À cause de l'absence de modèles validés, la plupart des matériaux d'ablation sont encore mis au point via un processus itératif de tâtonnements, qui ne s'accorde pas avec les dernières règles de sécurité. Un projet financé par l'UE recherche des techniques pour améliorer l'efficacité et les coûts d'une nouvelle génération de matériaux résistant aux hautes températures.
L'une des difficultés majeures des missions spatiales est de ramener le
vaisseau à Terre ou de le poser sur une autre planète. Durant la rentrée
dans l'atmosphère, le véhicule est exposé à des températures très
élevées. Et dans l'atmosphère dense d'une géante gazeuse comme Jupiter
ou Saturne, l'impact thermique peut être supérieur de deux ou même trois
ordres de magnitude à celui d'un retour à la Terre. Il est donc
essentiel de mettre au point des matériaux plus efficaces pour des
missions interplanétaires comme ExoMars ou le retour de prélèvements.
Pour gérer la chaleur générée par la vitesse très élevée de rentrée d'un vaisseau spatial, l'une des méthodes est de le doter d'un matériau assurant une protection thermique adéquate. La méthode la plus efficace est celle de l'ablation thermique, qui empêche de transférer au vaisseau spatial la chaleur dégagée par le frottement avec l'atmosphère et qui tire parti de changements de phase, depuis le solide jusqu'au gaz. L'ablation du matériau de protection, sous forme gazeuse, élimine la chaleur de la surface.

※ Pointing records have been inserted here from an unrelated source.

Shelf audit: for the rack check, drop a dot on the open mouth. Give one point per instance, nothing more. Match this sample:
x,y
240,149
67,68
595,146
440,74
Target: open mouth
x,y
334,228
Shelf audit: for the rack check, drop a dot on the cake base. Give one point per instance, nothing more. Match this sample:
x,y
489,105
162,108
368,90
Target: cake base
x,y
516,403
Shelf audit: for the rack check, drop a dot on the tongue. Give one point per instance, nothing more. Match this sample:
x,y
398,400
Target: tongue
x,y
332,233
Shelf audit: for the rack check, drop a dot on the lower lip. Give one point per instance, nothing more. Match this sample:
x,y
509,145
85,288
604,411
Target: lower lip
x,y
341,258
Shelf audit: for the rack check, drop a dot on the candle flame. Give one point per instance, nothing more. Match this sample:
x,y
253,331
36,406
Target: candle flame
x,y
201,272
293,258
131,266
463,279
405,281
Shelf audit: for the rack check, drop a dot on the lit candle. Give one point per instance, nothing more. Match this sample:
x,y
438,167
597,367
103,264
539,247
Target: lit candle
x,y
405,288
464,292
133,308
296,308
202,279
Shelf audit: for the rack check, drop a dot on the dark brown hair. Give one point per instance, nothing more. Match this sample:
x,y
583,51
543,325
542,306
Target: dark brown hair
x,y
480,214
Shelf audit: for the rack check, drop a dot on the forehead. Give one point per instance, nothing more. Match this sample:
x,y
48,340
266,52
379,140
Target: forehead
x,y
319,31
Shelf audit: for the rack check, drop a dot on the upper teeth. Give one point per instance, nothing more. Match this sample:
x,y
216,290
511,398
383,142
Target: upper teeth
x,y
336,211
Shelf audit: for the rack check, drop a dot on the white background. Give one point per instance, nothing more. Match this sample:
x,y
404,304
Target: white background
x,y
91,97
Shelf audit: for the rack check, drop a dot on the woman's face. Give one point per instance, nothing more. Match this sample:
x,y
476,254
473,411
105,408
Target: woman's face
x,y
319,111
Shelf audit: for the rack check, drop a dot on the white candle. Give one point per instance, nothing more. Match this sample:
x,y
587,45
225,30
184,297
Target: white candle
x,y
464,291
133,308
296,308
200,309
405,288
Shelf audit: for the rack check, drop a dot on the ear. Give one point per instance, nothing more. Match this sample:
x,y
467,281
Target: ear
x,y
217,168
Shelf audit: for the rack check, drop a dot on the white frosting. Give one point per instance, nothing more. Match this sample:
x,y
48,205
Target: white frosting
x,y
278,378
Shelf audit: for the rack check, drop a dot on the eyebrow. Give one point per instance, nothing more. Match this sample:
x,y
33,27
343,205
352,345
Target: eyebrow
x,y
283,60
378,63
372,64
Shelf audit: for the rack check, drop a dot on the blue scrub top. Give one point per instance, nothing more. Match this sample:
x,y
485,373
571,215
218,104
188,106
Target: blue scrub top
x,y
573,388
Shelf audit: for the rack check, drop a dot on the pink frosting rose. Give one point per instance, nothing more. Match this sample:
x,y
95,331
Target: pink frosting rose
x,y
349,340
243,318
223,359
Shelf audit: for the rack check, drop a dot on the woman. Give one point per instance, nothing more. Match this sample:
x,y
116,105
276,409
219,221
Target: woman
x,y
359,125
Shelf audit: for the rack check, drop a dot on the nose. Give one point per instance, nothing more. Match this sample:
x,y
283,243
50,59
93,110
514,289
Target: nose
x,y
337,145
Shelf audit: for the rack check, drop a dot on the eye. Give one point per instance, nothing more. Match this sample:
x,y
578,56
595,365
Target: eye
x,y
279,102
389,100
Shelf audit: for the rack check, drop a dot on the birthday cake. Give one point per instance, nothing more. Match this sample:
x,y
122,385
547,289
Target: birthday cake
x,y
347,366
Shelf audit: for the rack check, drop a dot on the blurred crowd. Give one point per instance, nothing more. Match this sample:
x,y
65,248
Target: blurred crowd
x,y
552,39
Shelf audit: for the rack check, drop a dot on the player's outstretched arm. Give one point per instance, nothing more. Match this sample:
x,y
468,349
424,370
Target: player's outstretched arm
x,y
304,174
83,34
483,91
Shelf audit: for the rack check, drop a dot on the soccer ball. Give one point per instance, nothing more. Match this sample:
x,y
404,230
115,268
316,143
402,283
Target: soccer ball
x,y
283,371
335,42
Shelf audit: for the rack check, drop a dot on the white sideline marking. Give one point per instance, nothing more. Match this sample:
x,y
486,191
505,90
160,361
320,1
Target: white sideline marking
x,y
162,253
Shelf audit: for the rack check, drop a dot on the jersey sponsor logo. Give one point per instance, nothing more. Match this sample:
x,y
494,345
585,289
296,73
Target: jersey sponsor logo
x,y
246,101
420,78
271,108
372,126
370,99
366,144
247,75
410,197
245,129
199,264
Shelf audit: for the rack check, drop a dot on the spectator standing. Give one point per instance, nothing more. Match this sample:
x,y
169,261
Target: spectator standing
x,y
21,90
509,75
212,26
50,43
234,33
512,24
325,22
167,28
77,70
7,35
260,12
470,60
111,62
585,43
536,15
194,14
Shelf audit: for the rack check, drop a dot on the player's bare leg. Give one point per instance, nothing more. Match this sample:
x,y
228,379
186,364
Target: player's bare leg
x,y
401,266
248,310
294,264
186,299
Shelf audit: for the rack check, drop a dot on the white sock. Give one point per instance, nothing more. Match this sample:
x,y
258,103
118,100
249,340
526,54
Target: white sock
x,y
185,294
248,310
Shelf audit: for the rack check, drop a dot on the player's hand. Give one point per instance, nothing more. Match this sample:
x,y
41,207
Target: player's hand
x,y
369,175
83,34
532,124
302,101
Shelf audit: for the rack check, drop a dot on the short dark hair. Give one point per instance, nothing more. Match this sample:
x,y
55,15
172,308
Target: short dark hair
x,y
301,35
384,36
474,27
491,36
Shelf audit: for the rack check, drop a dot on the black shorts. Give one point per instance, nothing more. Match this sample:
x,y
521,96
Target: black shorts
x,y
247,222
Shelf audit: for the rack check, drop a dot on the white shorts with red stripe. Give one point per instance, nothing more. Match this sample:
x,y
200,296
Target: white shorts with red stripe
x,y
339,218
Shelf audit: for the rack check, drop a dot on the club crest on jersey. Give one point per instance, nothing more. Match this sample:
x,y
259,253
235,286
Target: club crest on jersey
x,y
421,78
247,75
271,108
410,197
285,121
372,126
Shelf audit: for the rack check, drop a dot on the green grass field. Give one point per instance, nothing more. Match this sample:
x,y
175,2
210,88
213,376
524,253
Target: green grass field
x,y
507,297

Cependant, la plupart des matériaux d'ablation actuels résultent de recherches conduites il y a plus de 20 ans. L'Europe a récemment intensifié le développement d'une nouvelle génération de ces matériaux. Le projet
ABLAMOD («Advanced ablation characterization and modelling»), financé par l'UE, avait pour principaux objectifs d'améliorer la caractérisation des matériaux, la modélisation physique et les techniques de mesure.
L'équipe d'ABLAMOD étudie trois matériaux, basés sur un composé phénolique carboné, des composites phénolique de silice et du liège. Elle utilise de nouvelles techniques spectroscopiques pour caractériser les propriétés des écoulements à enthalpie élevée ainsi que le comportement des matériaux dans des conditions aérothermiques très difficiles. Des techniques complémentaires de mesure permettent de déterminer des propriétés comme la densité, la conductivité thermique, la capacité calorique et l'expansion thermique aux différentes étapes de l'ablation.
Les chercheurs ont collecté des données expérimentales et les ont utilisées comme point de départ du développement et de la validation de modèles réalistes du processus d'ablation. Ils travaillent à des modules pour l'interaction entre le gaz et la surface, le transport et le rayonnement. Le couplage de ces modules via un outil spécial, ainsi que le logiciel principal d'ablation, autorisent une simulation très souple à différentes échelles temporelles. L'approche d'ABLAMOD est unique en Europe. En améliorant la compréhension des phénomènes physiques en jeu, il devrait progresser notablement vers un cadre de modélisation prédictive de l'ablation, permettant de personnaliser les matériaux en fonction de la mission.